Hilarion suggested I might share some excerpts from my recently published book The Sharing: The Owner’s Manual for Being Human that illustrate what Nancy was (and still is) all about.

From the Acknowledgements

“Nancy Retzlaff conveyed the message from the Council of Seven that got me thinking about this material. She is the most valued of teachers, someone who practices what she preaches. She has my deep gratitude and respect.”

Nancy walked her talk with grace and ease. She seemed to adapt to changing circumstances effortlessly. She was the perfect example of someone who kept their beliefs, thoughts, words, and deeds in absolute alignment, creating harmony of the inner and the outer world.

From Chapter 12, Are Our Lives Spiritual Enough?

“We do not have to lead a contemplative religious life to be spiritual, although it is okay to do so, and it is highly recommended if it truly brings us joy. We merely need to live our usual lives from a different place of perception. If we open to the sharing within and are grateful for what life brings us, we will find richness and happiness in ordinary, everyday events. We don’t so much need to be holy as wholly connected to the sharing within and wholly in love with life. This is a spiritual lifestyle.”
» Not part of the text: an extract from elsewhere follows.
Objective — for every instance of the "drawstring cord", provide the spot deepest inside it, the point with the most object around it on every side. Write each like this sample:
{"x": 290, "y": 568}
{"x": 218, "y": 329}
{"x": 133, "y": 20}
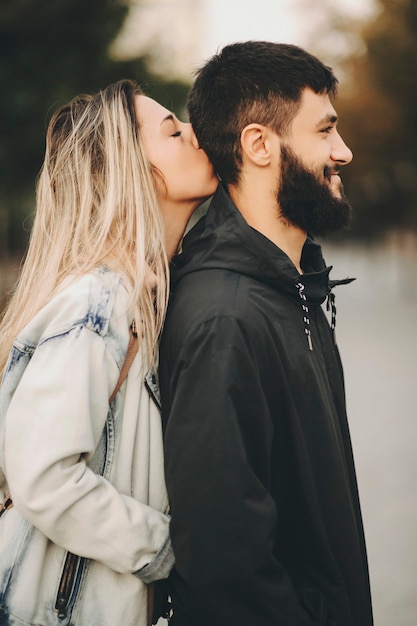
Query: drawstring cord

Nancy certainly was no nun. She enjoyed her food and drink and socializing with friends and family. She also enjoyed her private quiet meditation time—what she called Mount Bedroom. She really shone in her role as a teacher. She understood that all of the strife, conflict, fear, and judgment is the illusion of separation consciousness. She perceived life differently than most of us do, honoring the divine nature in everyone. Her aim was to be joyful no matter what went on around her. She didn’t complain. She took personal responsibility for her reality. Her approach to life was absolutely spiritual and also made her great fun to be around. I believe all of her friends and students hope to grow up to become Nancy one day.
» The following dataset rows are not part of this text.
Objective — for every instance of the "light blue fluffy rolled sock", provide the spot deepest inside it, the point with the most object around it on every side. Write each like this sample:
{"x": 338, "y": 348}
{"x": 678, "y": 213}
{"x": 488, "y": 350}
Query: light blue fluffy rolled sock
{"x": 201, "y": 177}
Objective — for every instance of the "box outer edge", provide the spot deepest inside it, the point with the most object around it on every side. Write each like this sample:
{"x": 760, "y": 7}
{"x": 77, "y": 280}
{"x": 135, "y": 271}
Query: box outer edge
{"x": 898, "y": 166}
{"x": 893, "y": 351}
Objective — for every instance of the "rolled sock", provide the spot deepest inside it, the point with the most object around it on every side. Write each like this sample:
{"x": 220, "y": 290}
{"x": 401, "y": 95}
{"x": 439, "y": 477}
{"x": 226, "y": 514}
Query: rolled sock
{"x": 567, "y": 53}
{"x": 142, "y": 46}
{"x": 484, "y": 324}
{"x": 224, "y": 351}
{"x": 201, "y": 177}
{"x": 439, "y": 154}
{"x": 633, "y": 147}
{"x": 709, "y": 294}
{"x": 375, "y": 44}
From Chapter 23, Death of the Body

“As a human, we are born into our physical body to express our thread’s purpose, and our physical body dies when we have completed that purpose. Because all existence is simultaneous, our birth, death, and progression in this life have no real or lasting meaning. The only thing that does matter is how we choose to experience our existence. If we perceive the present moment gratefully and as an encounter with the divine, we are fulfilling our purpose: to allow the sharing to experience itself in love and joy.”

Nancy’s death was just as profound as her life. She passed, simply, easily, gracefully into a new way of being. There was no prolonged illness, great pain, or complicated medical treatment. She merely shifted spiritual gears. Having achieved her soul’s purpose in this world and having enjoyed life fully, she moved on—joyously I believe—to the next great adventure.

You may or may not have known Nancy. If you did, I’m certain you hold the same respect and gratitude for her essence that I do. If you weren’t blessed to know her, I’m equally sure there has been someone in your life that you hold in similar regard. Let’s take a moment to commune with our sharing within—our inner divinity—and our honored teacher, to find out how we can better learn from her or his example.

We’ll being by making our breath soft and even. We’ll allow our focus to rest on our heart area, where we picture our sharing within as a warm golden light. As we inhale the light becomes increasingly strong, steady and bright. As we exhale, the light spills out through and around us. We will continue the rhythmic breathing and visualization until a sense of peace and completion fills us—the sign of conscious connection with our sharing within.

Next we’ll picture meeting our treasured teacher on a park bench overlooking a peaceful scene. We will see the two of us enveloped in the golden light of our sharing within. We’ll greet her or him joyfully and thankfully. We’ll ask our teacher to share with us a trait of hers/his that it would be most helpful for us to emulate. We will also request that they give us a simple and easy way to remember to do so.

Perhaps we will hear our teacher will tells us (as Nancy is telling me now) that more patience would be useful. Perhaps our teacher will remind us (as Nancy is reminding me now) of the Angel of Patience from the Angel card deck. The angel is portrayed knitting a sweater that is partially complete. But, as Nancy was fond of saying, the angel never doubts that her work will become a sweater, even when there are only a few stitches on the needle. Whatever reminder your teacher provides, you can trust that it is perfect for you.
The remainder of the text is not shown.